Scottish footballer and manager

Neil McBain (15 November 1895 – 13 May 1974) was a Scottish professional football player and coach. He remains the oldest player to appear in an English Football League match aged 51 years.

==Playing career==
===Club===
McBain, a wing half, began his senior football career in the summer of 1914, joining Ayr United, with whom he made his league debut on 20 March 1915 against Clyde. He served in the Black Watch and then transferred to the Royal Navy during World War I. He moved to Manchester United in November 1921 for a fee of £4,600.

In January 1923, after 42 league games for United, McBain moved to Everton, costing the Goodison Park side £4,200. He played 97 league games for Everton, leaving in July 1926 to join St Johnstone for a fee of £1,100.

He returned to Merseyside in March 1928, joining Liverpool, but played only 12 times before joining Watford in November the same year.

===International===
His Scotland international debut came in April 1922 while he was with Manchester United, in a 1–0 victory against England at Villa Park. He won two further caps while with Everton, in 1923 against Ireland and in 1924 against Wales.

==Coaching and managerial career==
He was appointed player-manager of Watford in 1929, retiring as a player in 1931 after playing 85 times for Watford. He left Watford in August 1937 and took over as manager of Ayr United later that year. In June 1938 he returned to England, as manager of Luton Town, but left Luton in June 1939.

He was appointed as manager of New Brighton in June 1946.

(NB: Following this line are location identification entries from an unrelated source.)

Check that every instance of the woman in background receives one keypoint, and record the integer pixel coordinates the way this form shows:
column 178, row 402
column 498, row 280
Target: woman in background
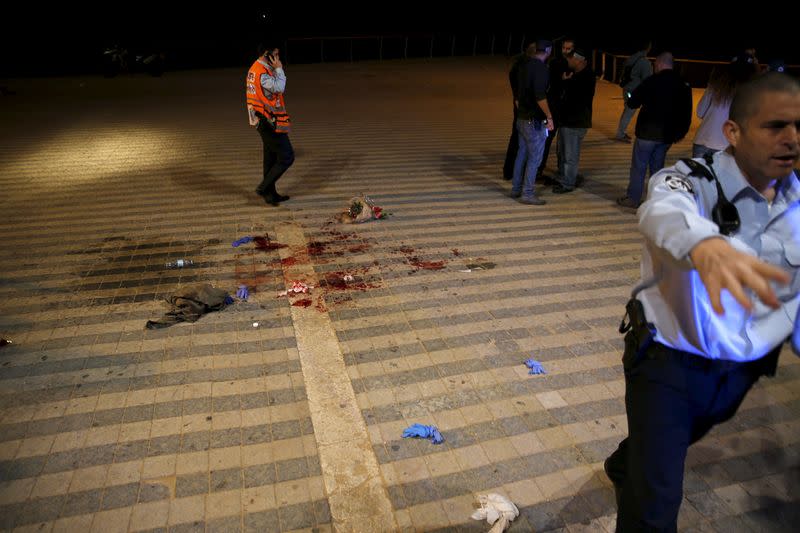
column 716, row 102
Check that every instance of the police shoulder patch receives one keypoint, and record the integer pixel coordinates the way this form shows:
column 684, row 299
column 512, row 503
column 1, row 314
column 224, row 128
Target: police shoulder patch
column 679, row 183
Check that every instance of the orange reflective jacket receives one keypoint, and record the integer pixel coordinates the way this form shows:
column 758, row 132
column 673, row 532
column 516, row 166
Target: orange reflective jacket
column 268, row 104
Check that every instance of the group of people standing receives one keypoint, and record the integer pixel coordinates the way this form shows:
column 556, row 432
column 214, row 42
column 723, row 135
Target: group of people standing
column 551, row 99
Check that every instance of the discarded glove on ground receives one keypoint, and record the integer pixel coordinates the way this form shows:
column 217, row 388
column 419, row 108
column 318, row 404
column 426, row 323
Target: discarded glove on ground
column 362, row 209
column 424, row 432
column 242, row 293
column 497, row 510
column 535, row 367
column 191, row 302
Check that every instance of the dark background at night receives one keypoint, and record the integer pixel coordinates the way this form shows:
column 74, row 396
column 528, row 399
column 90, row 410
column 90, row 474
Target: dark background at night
column 64, row 40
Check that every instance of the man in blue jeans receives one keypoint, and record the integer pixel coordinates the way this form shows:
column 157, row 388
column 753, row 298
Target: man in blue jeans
column 576, row 118
column 534, row 122
column 666, row 102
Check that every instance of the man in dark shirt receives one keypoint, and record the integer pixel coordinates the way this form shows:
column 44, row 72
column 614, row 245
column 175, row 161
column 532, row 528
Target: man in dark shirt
column 558, row 68
column 666, row 102
column 518, row 62
column 534, row 123
column 575, row 112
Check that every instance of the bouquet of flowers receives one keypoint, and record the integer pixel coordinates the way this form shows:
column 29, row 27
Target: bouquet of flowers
column 362, row 209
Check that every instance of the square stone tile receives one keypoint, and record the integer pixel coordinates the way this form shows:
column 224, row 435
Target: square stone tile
column 149, row 515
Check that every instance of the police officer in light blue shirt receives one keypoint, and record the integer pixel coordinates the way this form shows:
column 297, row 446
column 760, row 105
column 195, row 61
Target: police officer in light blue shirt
column 719, row 296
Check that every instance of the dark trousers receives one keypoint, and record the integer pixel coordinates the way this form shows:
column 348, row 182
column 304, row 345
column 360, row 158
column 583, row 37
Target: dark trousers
column 511, row 151
column 278, row 157
column 672, row 399
column 546, row 154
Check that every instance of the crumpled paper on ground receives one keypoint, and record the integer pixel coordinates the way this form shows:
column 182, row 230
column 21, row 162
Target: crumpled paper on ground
column 497, row 510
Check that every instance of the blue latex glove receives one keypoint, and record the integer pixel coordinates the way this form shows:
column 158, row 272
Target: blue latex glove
column 243, row 240
column 425, row 432
column 535, row 367
column 242, row 293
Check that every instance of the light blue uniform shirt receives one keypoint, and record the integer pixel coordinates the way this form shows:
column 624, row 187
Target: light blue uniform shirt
column 677, row 216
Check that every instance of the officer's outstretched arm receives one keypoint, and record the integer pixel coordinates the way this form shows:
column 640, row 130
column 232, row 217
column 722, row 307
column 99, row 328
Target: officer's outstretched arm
column 722, row 267
column 671, row 220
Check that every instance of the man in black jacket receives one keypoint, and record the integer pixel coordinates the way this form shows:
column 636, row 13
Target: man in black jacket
column 575, row 117
column 518, row 62
column 666, row 102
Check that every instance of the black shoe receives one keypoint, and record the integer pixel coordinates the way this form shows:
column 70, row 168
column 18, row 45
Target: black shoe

On 15 March 1947, for the match against Hartlepool United, New Brighton had an injury crisis among their goalkeepers with none being available. McBain opted to play in goal against himself at the age of 51 years and 120 days (and almost exactly 32 years after his professional debut) and so became the oldest player to appear in a football league match, a record he still holds. New Brighton lost the match by three goals to nil.

He was sacked by New Brighton in February 1948 with the club bottom of the league. Later that month he joined Leyton Orient as assistant to Charlie Hewitt, but in August 1948 took over as manager after Hewitt left to rejoin Millwall. In August 1949, McBain left Orient to manage Argentine side Estudiantes de La Plata.

McBain returned to Ayr United, as manager, in 1955, taking the club to promotion as Scottish Division Two runners-up in 1956, but in August 1956 left to manage Watford for a second time, his second spell lasting until February 1959.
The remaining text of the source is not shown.